Trivia: Safire previously worked as a speechwriter and was, in 1969, responsible for penning Nixon’s thankfully unused and incredibly chilling, “IN EVENT OF MOON DISASTER” speech.
- Remember to never split an infinitive.
- A preposition is something never to end a sentence with.
- The passive voice should never be used.
- Avoid run-on sentences they are hard to read.
- Don’t use no double negatives.
- Use the semicolon properly, always use it where it is appropriate; and never where it isn’t.
- Reserve the apostrophe for it’s proper use and omit it when its not needed.
- Do not put statements in the negative form.
- Verbs has to agree with their subjects.
- No sentence fragments.
- Proofread carefully to see if you words out.
- Avoid commas, that are not necessary.
- If you reread your work, you can find on rereading a great deal of repetition can be avoided by rereading and editing.
- A writer must not shift your point of view.
- Eschew dialect, irregardless.
- And don’t start a sentence with a conjunction.
- Don’t overuse exclamation marks!!!
- Place pronouns as close as possible, especially in long sentences, as of 10 or more words, to their antecedents.
- Hyphenate between sy-llables and avoid un-necessary hyphens.
- Write all adverbial forms correct.
- Don’t use contractions in formal writing.
- Writing carefully, dangling participles must be avoided.
- It is incumbent on us to avoid archaisms.
- If any word is improper at the end of a sentence, a linking verb is.
- Steer clear of incorrect forms of verbs that have snuck in the language.
- Take the bull by the hand and avoid mixing metaphors.
- Avoid trendy locutions that sound flaky.
- Never, ever use repetitive redundancies.
- Everyone should be careful to use a singular pronoun with singular nouns in their writing.
- If I’ve told you once, I’ve told you a thousand times, resist hyperbole.
- Also, avoid awkward or affected alliteration.
- Don’t string too many prepositional phrases together unless you are walking through the valley of the shadow of death.
- Always pick on the correct idiom.
- “Avoid overuse of ‘quotation “marks.”‘”
- The adverb always follows the verb.
- Last but not least, avoid cliches like the plague; They’re old hat; seek viable alternatives.
- Never use a long word when a diminutive one will do.
- Employ the vernacular.
- Eschew ampersands & abbreviations, etc.
- Parenthetical remarks (however relevant) are unnecessary.
- Contractions aren’t necessary.
- Foreign words and phrases are not apropos.
- One should never generalize.
- Eliminate quotations.
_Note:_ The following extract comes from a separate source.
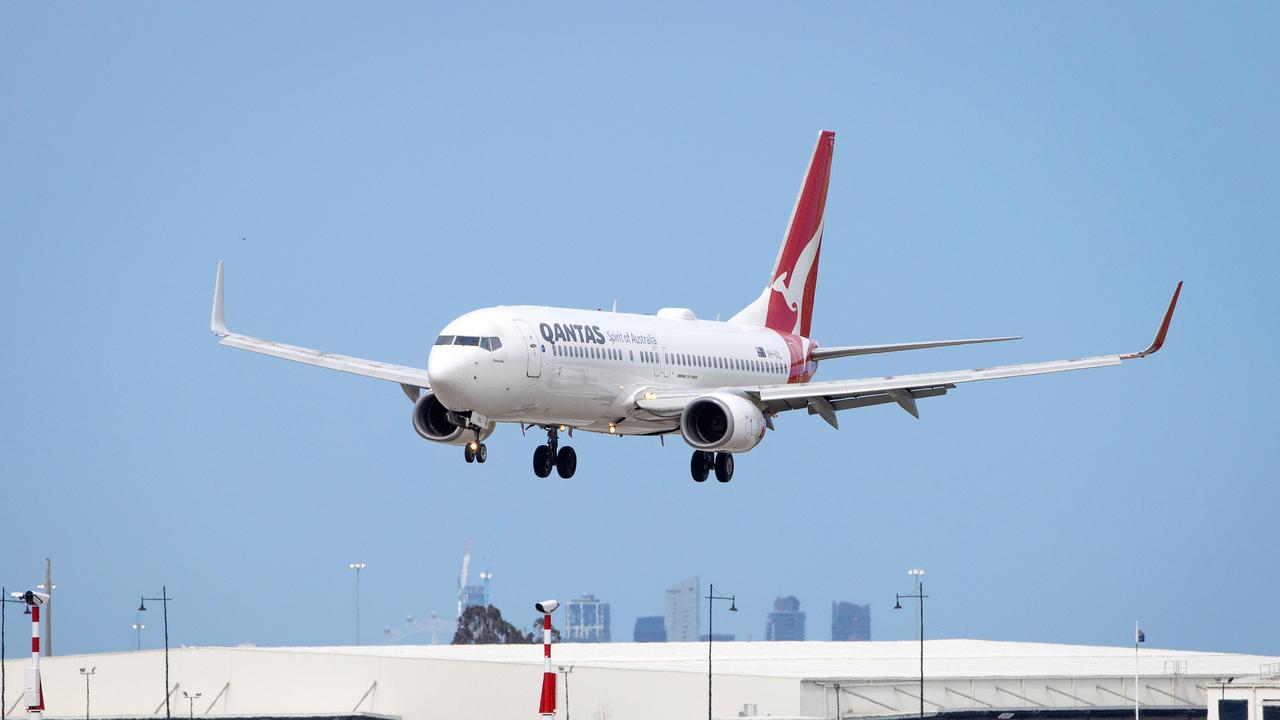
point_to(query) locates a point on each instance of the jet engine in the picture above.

As Ralph Waldo Emerson said, “I hate quotations. Tell me what you know.”
- Comparisons are as bad as cliches.
- Don’t be redundant; don’t use more words than necessary; it’s highly superfluous.
- Be more or less specific.
- Understatement is always best.
- One-word sentences? Eliminate.
- Analogies in writing are like feathers on a snake.
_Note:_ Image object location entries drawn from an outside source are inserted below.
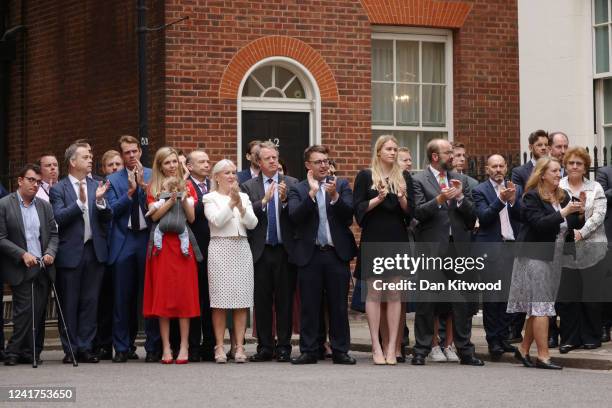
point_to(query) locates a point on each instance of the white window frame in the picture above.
(421, 35)
(594, 42)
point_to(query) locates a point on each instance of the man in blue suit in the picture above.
(81, 213)
(538, 146)
(497, 205)
(251, 155)
(128, 249)
(321, 210)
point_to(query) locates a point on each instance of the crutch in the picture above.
(61, 315)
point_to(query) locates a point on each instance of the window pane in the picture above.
(607, 101)
(601, 11)
(264, 76)
(433, 63)
(251, 88)
(601, 49)
(295, 90)
(407, 54)
(382, 104)
(434, 105)
(407, 105)
(382, 60)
- Go around the barn at high noon to avoid colloquialisms.
- Who needs rhetorical questions?
- Exaggeration is a billion times worse than understatement.
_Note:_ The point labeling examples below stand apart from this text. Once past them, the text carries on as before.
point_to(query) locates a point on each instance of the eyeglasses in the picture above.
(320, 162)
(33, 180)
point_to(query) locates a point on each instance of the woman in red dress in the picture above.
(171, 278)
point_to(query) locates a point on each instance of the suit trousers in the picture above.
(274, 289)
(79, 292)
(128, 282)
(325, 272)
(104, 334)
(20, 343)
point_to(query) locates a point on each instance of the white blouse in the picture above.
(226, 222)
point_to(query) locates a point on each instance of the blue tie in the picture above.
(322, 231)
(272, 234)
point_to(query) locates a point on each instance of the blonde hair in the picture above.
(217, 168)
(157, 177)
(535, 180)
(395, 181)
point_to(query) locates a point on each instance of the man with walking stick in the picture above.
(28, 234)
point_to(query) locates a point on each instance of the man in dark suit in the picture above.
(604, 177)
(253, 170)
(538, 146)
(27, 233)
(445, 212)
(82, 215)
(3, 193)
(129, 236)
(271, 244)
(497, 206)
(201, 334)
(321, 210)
- capitalize every sentence and remember always end it with a point
In his new book, How to Write a Sentence and How to Read One, literary critic, legal scholar, and New York Times online columnist Stanley Fish offers readers a guided tour through some of the most beautiful, arresting sentences in the English language. As an introduction to both sentence craft and sentence appreciation, it is—in novelist Adam Haslett’s words—”both deeper and more democratic” than Strunk & White’s Elements of Style, celebrating everything from brief epigrams to twisty, rambling digressions.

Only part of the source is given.